An excerpt of text cleaning and other transformations:
- Removal of all non-alphanumeric characters to bypass prevailing encoding issues.
- Flagging end of sentences to avoid that the app makes predictions across sentence boundaries.
- Flagging numbers to eventually remove them (as we want to predict terms).
- Removal of any punctuation except the ‘ in terms like “don’t” or “I’d”.
- Removal of any Internet related content (hyperlinks, emails, retweets).
- Conversion of text to lower case and removal of any unnecessary whitespaces.
As a next step, I created 4 n-gram tables:
- Unigrams: only the top 3 unigrams
- Bigrams: 2,443,099 unique bigrams and their frequencies
- Trigrams: 688,916 unique trigrams and their frequencies
- Quadgrams: 321,218 unique quadgrams and their frequencies
Text Prediction Model
Once a cleaned set of text source was available in form of n-gram tables, I began to implement and test a variety features.
- Most notably, I set up a Katz’s Backoff Model which tries to identify appropriate terms in the largest n-gram table and when without success backs off to the next smaller n-gram table and repeats the process.
- The model recognizes end of sentences (based on ., ? or !) in the user input and proposes an appropriate next term for the beginning of a sentence.
- The app also comes with “evil word” protection by cencoring/hiding predicted terms that represent evil words.
Performance Benchmark: I utilized the benchmark code by Jan to test the performance of the next term prediction app. My final model performs as follows:
- Overall top-3 score: 17.49 %
- Overall top-1 precision: 12.95 %
- Overall top-3 precision: 21.39 %
The app is extremely intuitive.
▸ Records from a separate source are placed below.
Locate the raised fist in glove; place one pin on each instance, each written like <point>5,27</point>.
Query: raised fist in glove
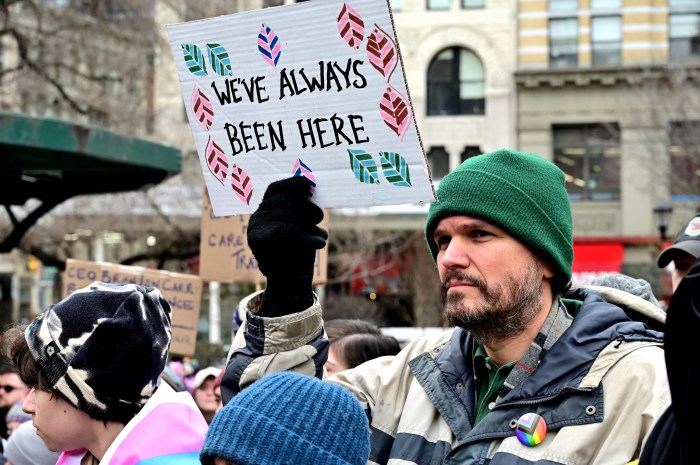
<point>284,236</point>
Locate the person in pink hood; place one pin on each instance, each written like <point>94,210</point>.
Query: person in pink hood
<point>93,362</point>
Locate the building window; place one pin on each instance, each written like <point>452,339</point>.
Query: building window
<point>439,4</point>
<point>469,152</point>
<point>606,36</point>
<point>684,29</point>
<point>563,42</point>
<point>473,4</point>
<point>439,162</point>
<point>456,83</point>
<point>605,4</point>
<point>589,156</point>
<point>684,150</point>
<point>556,6</point>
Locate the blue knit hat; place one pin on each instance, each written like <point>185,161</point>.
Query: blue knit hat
<point>288,418</point>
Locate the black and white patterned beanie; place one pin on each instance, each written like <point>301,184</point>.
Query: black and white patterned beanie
<point>103,347</point>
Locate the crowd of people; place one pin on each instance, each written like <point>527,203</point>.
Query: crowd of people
<point>533,370</point>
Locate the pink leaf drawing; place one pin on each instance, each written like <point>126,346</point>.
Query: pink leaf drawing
<point>269,45</point>
<point>202,108</point>
<point>394,110</point>
<point>241,184</point>
<point>381,51</point>
<point>300,169</point>
<point>216,161</point>
<point>351,26</point>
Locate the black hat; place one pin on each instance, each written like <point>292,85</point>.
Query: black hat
<point>687,240</point>
<point>103,347</point>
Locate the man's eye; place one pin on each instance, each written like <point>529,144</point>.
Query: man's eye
<point>442,241</point>
<point>480,233</point>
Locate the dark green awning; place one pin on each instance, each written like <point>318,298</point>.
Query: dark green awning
<point>52,160</point>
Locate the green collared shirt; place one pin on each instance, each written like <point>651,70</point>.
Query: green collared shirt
<point>490,381</point>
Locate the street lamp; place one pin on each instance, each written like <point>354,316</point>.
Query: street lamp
<point>662,217</point>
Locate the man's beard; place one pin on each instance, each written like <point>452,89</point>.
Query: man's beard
<point>507,308</point>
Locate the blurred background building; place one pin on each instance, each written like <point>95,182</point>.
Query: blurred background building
<point>606,89</point>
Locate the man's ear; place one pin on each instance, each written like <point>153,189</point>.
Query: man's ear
<point>547,271</point>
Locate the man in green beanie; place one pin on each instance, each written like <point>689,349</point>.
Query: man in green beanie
<point>533,372</point>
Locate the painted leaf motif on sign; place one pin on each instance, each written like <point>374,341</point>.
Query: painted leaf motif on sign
<point>300,169</point>
<point>219,59</point>
<point>395,169</point>
<point>241,184</point>
<point>394,111</point>
<point>381,52</point>
<point>194,59</point>
<point>216,161</point>
<point>269,45</point>
<point>202,108</point>
<point>351,26</point>
<point>363,166</point>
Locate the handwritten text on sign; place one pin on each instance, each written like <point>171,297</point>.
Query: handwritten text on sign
<point>313,89</point>
<point>224,254</point>
<point>183,292</point>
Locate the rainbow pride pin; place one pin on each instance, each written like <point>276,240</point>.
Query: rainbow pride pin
<point>531,429</point>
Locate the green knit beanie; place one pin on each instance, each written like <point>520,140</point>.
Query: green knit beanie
<point>522,193</point>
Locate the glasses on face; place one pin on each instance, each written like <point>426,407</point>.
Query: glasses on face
<point>9,388</point>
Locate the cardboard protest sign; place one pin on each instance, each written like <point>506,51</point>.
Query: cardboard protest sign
<point>312,89</point>
<point>224,254</point>
<point>182,291</point>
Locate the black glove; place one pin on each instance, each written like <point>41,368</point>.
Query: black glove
<point>283,236</point>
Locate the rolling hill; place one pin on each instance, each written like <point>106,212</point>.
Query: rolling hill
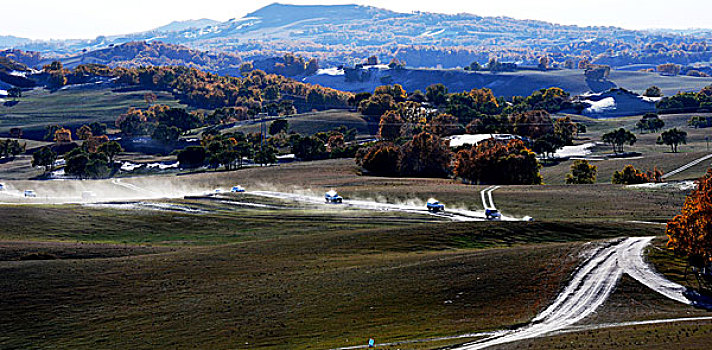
<point>345,34</point>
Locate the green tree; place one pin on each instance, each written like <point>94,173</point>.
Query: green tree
<point>44,157</point>
<point>618,138</point>
<point>547,145</point>
<point>380,159</point>
<point>265,156</point>
<point>389,128</point>
<point>377,105</point>
<point>97,129</point>
<point>582,172</point>
<point>97,168</point>
<point>111,149</point>
<point>650,122</point>
<point>699,121</point>
<point>565,129</point>
<point>76,164</point>
<point>426,155</point>
<point>673,138</point>
<point>445,125</point>
<point>493,162</point>
<point>629,176</point>
<point>84,132</point>
<point>436,94</point>
<point>165,134</point>
<point>50,130</point>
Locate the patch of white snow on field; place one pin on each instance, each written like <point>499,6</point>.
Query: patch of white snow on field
<point>602,106</point>
<point>681,186</point>
<point>330,71</point>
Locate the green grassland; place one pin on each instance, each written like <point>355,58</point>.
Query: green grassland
<point>322,121</point>
<point>294,290</point>
<point>73,106</point>
<point>293,276</point>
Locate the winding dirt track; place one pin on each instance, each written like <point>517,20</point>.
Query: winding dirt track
<point>452,214</point>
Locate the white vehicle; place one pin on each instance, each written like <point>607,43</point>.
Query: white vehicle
<point>88,195</point>
<point>434,205</point>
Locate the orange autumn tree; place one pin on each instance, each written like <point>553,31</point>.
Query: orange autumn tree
<point>690,233</point>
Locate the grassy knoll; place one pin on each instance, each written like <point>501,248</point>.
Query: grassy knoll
<point>294,291</point>
<point>550,202</point>
<point>73,107</point>
<point>322,121</point>
<point>72,223</point>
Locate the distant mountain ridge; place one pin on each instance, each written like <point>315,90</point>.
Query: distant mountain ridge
<point>185,25</point>
<point>346,34</point>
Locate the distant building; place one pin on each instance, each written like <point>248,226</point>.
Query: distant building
<point>63,135</point>
<point>16,133</point>
<point>474,139</point>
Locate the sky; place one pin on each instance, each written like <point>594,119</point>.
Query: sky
<point>53,19</point>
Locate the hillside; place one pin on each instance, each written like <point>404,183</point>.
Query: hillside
<point>520,83</point>
<point>345,34</point>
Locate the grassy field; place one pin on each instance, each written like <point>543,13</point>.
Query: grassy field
<point>232,276</point>
<point>72,107</point>
<point>323,121</point>
<point>550,202</point>
<point>294,290</point>
<point>653,155</point>
<point>632,301</point>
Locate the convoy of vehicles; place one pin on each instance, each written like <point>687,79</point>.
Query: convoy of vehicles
<point>493,214</point>
<point>332,197</point>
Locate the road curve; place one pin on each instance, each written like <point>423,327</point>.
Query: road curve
<point>590,287</point>
<point>687,166</point>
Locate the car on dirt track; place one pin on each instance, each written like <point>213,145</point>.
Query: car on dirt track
<point>88,195</point>
<point>434,206</point>
<point>493,214</point>
<point>332,197</point>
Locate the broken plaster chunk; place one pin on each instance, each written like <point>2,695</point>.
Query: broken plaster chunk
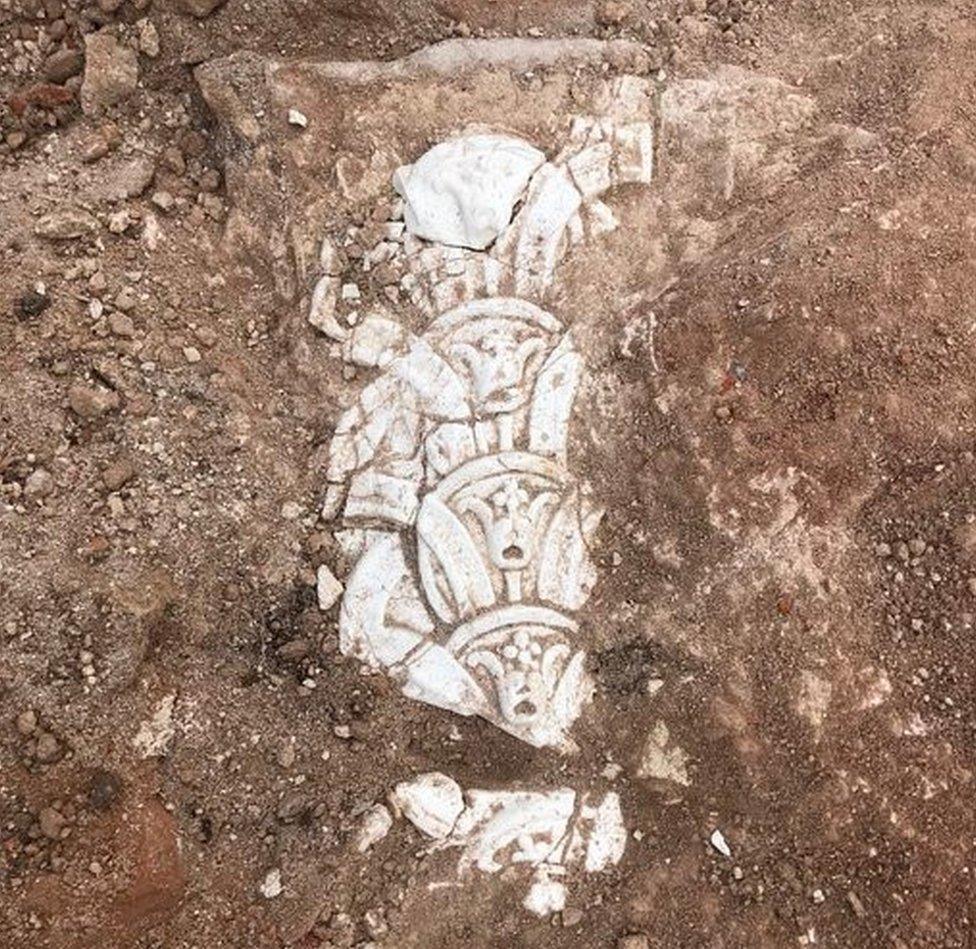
<point>375,342</point>
<point>271,884</point>
<point>431,802</point>
<point>375,825</point>
<point>156,733</point>
<point>634,153</point>
<point>321,312</point>
<point>462,192</point>
<point>719,842</point>
<point>661,760</point>
<point>552,832</point>
<point>327,588</point>
<point>591,169</point>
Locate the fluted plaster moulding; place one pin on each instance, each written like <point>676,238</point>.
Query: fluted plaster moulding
<point>471,534</point>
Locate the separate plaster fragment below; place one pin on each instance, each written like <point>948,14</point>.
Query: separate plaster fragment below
<point>552,832</point>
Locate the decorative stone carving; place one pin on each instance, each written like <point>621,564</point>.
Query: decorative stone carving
<point>471,534</point>
<point>461,192</point>
<point>551,832</point>
<point>477,557</point>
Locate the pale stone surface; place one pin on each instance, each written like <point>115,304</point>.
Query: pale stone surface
<point>111,72</point>
<point>327,588</point>
<point>462,192</point>
<point>663,760</point>
<point>156,733</point>
<point>551,832</point>
<point>431,802</point>
<point>271,884</point>
<point>501,528</point>
<point>374,825</point>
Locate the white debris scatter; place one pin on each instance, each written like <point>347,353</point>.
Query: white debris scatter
<point>327,588</point>
<point>155,734</point>
<point>431,802</point>
<point>719,842</point>
<point>271,884</point>
<point>374,826</point>
<point>462,192</point>
<point>550,832</point>
<point>662,760</point>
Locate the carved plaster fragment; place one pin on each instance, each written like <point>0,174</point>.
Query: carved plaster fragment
<point>471,533</point>
<point>554,833</point>
<point>462,192</point>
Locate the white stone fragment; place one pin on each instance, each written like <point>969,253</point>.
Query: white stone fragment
<point>375,341</point>
<point>155,734</point>
<point>271,884</point>
<point>431,802</point>
<point>321,312</point>
<point>719,842</point>
<point>551,832</point>
<point>327,588</point>
<point>374,826</point>
<point>462,191</point>
<point>661,760</point>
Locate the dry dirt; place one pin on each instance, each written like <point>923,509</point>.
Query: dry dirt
<point>789,477</point>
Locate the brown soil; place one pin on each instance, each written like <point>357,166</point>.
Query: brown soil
<point>790,540</point>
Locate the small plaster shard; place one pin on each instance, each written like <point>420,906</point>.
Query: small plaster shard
<point>155,734</point>
<point>663,760</point>
<point>471,534</point>
<point>553,833</point>
<point>431,802</point>
<point>462,191</point>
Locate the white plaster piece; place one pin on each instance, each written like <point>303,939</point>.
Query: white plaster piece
<point>431,802</point>
<point>327,588</point>
<point>462,191</point>
<point>663,760</point>
<point>471,535</point>
<point>321,312</point>
<point>550,832</point>
<point>718,841</point>
<point>155,734</point>
<point>374,825</point>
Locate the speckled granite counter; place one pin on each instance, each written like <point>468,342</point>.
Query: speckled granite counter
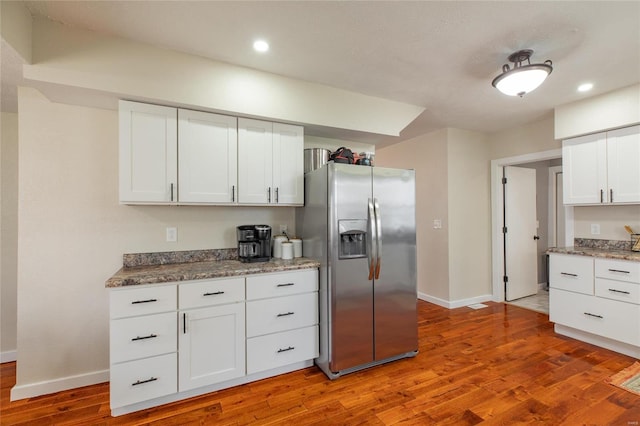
<point>203,268</point>
<point>608,249</point>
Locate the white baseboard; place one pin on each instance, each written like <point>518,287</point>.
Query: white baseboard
<point>50,386</point>
<point>8,356</point>
<point>455,303</point>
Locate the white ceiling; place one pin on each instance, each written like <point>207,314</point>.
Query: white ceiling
<point>441,55</point>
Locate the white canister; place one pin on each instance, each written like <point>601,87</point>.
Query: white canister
<point>277,245</point>
<point>297,247</point>
<point>287,250</point>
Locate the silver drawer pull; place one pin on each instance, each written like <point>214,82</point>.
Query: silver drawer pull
<point>619,270</point>
<point>619,291</point>
<point>151,336</point>
<point>215,293</point>
<point>142,382</point>
<point>135,302</point>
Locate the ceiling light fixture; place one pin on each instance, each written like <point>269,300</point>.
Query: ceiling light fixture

The user can immediately begin to enter text, see and choose from up to 3 next terms and simply click and add them to the existing message.
The final app offers a variety of benefits to its users:
- It is fast and with an overall top-3 precision score of >21% extremely reliable.
- It offers its users up to 3 next best terms.
- It ships with “evil word” protection.
- It allows native German-speakers to use the app as well (experimental).